Recetáculo, 2019

Carlos Machado Museum
Walk&Talk, São Miguel, Azores

Rita GT’s work articulates a journey between two important points in the city, connected through a performance that begins at the Town Hall and ends at the Carlos Machado Museum – Convent of Santo André. 

The artist reinterprets the traditional format of a procession, reflecting on its functioning, participants, and organization. By elevating the female condition, she rethinks the patriarchal structure underlying this type of religious and popular manifestation. In this case, a group of women belonging to a fictional sisterhood carry a collection of clay vases and jars through the city, eventually depositing them in a museum space, where they remain as a temporary installation. 

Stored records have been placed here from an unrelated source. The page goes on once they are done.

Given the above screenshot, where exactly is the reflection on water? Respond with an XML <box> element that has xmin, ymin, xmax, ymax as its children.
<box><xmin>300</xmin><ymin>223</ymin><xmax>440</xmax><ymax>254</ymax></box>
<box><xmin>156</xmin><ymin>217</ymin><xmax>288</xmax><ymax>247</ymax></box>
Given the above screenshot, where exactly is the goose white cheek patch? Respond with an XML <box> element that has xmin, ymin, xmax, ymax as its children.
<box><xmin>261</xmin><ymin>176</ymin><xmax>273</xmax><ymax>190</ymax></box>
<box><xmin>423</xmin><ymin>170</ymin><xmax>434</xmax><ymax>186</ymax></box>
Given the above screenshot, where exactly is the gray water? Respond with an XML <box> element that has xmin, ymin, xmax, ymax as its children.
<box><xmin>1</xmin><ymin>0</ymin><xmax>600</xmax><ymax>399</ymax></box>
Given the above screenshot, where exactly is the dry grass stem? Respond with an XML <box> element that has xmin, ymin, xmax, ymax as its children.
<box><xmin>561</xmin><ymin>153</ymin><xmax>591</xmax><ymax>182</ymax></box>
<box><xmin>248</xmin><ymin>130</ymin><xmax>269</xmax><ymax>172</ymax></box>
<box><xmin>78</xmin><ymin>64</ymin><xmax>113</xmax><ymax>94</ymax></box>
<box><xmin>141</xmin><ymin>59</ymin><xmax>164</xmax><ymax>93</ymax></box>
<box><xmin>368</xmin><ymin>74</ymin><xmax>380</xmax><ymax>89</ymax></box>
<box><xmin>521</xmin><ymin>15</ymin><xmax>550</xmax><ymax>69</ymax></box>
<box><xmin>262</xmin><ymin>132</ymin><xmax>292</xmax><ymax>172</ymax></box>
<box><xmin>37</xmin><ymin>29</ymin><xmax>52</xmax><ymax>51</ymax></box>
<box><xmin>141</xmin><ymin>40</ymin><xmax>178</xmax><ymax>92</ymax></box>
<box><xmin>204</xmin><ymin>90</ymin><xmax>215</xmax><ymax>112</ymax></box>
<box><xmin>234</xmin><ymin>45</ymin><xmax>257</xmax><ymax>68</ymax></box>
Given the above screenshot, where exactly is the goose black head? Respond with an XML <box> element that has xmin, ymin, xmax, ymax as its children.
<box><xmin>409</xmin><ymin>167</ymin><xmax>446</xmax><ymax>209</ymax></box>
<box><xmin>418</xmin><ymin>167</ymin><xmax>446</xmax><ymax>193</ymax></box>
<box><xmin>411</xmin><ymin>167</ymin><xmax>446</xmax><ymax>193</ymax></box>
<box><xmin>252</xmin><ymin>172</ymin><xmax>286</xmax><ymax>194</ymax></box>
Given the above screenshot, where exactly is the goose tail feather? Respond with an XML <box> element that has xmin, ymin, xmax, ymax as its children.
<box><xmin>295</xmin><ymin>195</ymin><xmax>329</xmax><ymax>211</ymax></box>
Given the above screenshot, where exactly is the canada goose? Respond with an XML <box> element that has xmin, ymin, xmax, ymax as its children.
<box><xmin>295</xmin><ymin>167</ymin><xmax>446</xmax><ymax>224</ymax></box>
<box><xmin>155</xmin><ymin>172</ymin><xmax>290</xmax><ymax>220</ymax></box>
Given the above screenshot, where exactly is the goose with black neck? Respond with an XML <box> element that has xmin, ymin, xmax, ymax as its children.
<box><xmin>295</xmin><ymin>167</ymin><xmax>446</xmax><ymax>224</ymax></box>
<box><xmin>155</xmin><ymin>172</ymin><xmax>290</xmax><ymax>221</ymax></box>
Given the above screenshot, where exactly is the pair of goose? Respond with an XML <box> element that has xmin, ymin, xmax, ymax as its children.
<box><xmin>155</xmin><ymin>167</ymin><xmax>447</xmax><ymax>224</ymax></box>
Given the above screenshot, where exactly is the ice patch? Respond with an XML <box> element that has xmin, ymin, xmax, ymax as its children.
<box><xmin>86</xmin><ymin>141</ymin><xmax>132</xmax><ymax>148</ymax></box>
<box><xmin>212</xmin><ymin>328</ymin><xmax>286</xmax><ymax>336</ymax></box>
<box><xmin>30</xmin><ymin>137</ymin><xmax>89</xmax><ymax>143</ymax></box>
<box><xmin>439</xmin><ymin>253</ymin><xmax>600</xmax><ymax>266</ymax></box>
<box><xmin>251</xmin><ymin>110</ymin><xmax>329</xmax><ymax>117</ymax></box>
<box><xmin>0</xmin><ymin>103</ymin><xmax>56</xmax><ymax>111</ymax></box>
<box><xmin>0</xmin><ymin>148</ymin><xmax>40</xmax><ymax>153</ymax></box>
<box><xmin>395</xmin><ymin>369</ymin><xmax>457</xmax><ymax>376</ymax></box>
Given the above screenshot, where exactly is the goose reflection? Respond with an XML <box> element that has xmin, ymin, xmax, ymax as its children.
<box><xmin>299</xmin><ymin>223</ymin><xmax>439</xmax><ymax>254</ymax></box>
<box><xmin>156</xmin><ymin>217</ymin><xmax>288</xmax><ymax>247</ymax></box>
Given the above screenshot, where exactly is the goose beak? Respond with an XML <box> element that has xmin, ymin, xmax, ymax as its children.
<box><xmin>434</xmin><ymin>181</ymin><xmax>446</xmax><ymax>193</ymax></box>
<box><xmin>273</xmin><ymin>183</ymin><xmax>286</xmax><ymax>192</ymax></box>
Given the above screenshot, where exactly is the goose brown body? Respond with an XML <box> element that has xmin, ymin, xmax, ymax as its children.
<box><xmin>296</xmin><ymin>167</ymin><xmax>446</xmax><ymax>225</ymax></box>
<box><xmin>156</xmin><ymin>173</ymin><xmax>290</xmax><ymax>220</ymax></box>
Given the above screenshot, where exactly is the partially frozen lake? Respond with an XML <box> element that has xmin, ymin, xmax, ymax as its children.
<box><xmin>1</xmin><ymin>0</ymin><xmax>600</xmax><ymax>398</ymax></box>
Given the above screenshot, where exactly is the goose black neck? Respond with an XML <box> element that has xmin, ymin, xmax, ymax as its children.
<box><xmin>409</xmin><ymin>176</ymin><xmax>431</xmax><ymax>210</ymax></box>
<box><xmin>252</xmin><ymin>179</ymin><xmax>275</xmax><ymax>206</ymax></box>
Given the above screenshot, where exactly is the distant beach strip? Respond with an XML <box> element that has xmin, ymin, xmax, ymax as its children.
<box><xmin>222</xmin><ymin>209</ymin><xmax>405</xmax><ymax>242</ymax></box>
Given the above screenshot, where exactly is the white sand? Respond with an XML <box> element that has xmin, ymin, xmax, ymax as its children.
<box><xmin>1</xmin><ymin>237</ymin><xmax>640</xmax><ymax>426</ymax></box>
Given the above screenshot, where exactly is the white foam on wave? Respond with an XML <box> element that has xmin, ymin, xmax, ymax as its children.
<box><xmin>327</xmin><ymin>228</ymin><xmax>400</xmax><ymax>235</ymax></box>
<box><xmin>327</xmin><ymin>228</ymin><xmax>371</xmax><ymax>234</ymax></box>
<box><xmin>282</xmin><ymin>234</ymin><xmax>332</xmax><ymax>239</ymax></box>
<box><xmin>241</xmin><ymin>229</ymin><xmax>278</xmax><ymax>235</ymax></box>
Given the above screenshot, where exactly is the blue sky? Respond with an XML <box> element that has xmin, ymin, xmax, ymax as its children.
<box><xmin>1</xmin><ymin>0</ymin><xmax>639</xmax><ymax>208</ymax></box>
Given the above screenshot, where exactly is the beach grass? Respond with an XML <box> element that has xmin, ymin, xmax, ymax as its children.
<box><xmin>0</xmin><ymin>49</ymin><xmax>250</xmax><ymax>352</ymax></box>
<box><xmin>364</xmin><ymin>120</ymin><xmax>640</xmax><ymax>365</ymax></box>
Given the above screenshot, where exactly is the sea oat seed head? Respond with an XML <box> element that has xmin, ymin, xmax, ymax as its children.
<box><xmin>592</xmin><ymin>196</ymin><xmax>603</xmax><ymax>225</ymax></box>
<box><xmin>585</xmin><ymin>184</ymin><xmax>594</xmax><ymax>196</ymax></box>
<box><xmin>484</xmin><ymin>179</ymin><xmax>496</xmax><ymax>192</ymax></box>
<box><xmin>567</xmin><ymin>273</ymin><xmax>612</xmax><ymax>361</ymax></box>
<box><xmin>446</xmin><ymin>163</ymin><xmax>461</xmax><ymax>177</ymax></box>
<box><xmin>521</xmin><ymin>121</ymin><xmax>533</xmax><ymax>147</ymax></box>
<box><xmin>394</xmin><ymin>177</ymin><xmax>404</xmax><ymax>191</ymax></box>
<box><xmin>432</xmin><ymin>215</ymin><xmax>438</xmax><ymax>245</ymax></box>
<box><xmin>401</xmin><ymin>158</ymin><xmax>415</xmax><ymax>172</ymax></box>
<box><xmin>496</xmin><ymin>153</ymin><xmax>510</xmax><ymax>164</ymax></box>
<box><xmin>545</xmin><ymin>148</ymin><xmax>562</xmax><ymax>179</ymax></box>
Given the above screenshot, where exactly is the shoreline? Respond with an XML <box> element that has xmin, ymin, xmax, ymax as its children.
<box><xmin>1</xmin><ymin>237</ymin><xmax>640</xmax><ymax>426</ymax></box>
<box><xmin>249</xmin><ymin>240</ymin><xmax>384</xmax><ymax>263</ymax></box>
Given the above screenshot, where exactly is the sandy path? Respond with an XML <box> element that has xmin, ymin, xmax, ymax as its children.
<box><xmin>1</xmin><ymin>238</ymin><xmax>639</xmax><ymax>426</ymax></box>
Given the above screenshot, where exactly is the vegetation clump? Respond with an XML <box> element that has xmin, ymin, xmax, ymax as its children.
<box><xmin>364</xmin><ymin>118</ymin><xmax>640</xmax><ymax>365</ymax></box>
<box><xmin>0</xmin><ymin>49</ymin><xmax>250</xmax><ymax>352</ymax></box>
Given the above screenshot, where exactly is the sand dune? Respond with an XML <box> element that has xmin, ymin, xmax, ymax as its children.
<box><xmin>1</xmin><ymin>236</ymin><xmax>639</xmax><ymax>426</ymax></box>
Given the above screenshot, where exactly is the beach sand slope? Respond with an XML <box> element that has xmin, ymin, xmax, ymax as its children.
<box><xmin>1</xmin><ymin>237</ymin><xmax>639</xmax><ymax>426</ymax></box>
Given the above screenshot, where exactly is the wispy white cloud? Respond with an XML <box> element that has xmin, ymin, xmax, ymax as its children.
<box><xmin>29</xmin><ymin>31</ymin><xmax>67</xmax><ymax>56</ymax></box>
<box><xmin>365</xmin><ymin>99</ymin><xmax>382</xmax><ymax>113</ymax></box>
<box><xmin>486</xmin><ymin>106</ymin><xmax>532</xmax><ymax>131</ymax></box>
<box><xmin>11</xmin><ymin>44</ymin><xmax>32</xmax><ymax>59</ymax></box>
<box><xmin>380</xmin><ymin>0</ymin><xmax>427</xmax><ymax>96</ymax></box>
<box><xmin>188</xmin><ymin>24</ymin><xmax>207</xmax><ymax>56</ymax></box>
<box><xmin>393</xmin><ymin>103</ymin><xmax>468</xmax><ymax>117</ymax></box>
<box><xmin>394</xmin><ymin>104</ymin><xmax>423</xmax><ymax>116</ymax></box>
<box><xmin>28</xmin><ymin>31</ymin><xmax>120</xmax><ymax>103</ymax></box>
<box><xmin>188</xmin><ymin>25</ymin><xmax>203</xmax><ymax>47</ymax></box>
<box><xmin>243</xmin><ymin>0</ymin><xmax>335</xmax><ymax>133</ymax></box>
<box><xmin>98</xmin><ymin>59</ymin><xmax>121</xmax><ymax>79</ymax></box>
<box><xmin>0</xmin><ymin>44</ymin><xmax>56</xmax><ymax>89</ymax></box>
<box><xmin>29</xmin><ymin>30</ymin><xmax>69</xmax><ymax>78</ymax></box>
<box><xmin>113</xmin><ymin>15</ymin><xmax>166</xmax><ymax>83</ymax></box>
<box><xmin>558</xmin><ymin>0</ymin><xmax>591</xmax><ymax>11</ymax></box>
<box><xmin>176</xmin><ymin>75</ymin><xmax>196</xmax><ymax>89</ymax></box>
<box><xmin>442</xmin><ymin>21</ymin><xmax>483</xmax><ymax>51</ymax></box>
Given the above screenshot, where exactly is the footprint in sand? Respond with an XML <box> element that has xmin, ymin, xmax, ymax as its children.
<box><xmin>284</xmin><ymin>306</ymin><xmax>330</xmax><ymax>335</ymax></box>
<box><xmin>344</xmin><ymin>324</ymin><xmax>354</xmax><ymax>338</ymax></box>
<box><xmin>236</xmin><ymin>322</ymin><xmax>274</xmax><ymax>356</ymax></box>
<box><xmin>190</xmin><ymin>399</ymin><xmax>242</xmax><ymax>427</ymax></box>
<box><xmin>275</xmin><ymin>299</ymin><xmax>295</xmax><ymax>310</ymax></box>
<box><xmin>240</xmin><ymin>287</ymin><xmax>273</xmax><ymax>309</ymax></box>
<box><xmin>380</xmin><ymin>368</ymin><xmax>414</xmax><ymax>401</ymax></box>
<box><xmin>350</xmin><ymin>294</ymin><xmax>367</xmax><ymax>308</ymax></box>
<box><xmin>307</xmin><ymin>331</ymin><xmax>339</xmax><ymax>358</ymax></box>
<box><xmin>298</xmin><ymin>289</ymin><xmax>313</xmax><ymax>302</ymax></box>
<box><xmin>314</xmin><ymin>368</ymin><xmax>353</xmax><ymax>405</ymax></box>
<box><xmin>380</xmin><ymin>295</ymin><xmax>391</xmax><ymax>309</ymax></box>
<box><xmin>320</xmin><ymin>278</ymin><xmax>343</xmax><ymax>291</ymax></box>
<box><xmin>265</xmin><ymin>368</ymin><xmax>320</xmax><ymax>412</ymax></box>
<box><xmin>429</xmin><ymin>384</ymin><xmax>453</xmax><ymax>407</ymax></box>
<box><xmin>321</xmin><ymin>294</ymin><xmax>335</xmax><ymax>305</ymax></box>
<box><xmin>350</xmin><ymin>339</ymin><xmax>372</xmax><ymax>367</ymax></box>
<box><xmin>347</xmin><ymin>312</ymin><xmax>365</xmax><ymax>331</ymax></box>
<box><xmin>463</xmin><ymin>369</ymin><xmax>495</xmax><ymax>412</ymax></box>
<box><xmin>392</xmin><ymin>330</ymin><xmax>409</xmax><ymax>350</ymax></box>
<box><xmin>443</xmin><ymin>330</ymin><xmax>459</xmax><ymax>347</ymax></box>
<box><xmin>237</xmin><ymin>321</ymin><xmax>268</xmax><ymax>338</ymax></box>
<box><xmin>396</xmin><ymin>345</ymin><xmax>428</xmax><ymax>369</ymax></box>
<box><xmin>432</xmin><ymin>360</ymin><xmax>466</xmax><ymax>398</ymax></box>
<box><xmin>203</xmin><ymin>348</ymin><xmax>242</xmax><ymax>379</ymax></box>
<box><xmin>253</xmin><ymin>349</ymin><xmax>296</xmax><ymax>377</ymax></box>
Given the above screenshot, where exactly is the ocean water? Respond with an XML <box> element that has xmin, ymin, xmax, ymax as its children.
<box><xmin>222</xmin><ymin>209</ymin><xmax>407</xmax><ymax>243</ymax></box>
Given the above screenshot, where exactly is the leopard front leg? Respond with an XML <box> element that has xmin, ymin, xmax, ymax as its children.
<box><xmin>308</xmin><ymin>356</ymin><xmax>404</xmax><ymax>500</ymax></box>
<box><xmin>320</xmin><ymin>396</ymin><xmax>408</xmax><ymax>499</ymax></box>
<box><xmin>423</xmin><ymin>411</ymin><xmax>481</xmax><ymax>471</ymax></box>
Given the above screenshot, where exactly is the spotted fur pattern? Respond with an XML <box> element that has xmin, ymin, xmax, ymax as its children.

The material (clay) and the format (receptacle – vase/jar) of these objects establish a direct connection between what is carried and the body of the carriers. The idea of the receptacle takes on a form and function that relates to the female condition, celebrating the element that holds and preserves what is precious—whether by invoking a historical perspective, in which these objects safeguarded the household’s sustenance, or by alluding to the female body, which holds the potential to carry and nurture new life. In this way, within the symbolic dimension of the procession, the notion of power is reclaimed into another sphere—a matriarchal one—that generates life and ensures its subsistence. 

The performance involves various members of the local community and develops a choreography accompanied by a soundscape featuring singing and percussion, as well as a visual register that encompasses a new identity, reflected in the banner and attire used. 

The work also includes the presentation of a video exhibited at the Carlos Machado Museum, documenting the process of creating the objects in a pottery workshop and their activation through the procession across the city streets. 

The performance concludes with a ceremony in which the vases, jars, and other elements are deposited, interacting with the video to define the contours of an installation. The installation emerges as a continuation of the performance, with the work conceived across multiple dimensions, questioning the format of the artwork and the place of its presentation—between the event and the object, between the city and the exhibition space.